This morning, I woke up to a long (and thoughtful) email asking me an extensive question related to buying a domain name when there are associated trademarks. The person used one of my domain names as an example but told me he was interested in buying a different domain name that he thought had a similar issue.
My response to him was “That is a better question suited for a lawyer with trademark expertise.”
Domain investors need to navigate the world of intellectual property and trademarks when they buy a domain name. Every day investors are buying domain names, they need to analyze legal risk related to owning specific domain names, and looking at trademark filings and live trademarks at the USPTO is one way to evaluate risk. Although investors may have some level of experience with trademarks and intellectual property law, most do not have expertise in this field.
If someone has a question about domain names related to IP or trademark law, I always tell them to speak with a lawyer. In fact, a domain name attorney likely has the expertise to answer specific questions about domain names that are related to trademarks. A lawyer with domain industry expertise will be able to help the investor (or whomever has the questions) evaluate the risk associated with buying or selling a domain name.

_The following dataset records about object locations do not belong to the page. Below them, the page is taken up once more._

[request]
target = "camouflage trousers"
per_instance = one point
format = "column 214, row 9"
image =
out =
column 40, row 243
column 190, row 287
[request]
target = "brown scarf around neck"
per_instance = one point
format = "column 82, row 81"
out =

I understand why someone might ask me or another investor a question about domain names and trademark law. Most investors have a fair amount of experience dealing with these kinds of issues, and it’s a lot less expensive to ask an investor for their opinion than asking a lawyer. That being said, if an investor (or I) provide an answer that is not accurate or only partially answers the question, it could be more harmful than helpful.
When it comes to issues of law, I think it is better to pay an attorney take a look rather than asking for free advice and hoping for the best. Asking questions before making a purchase is a good idea, but if the questions aren’t being asked to the right person, the answer may not be helpful.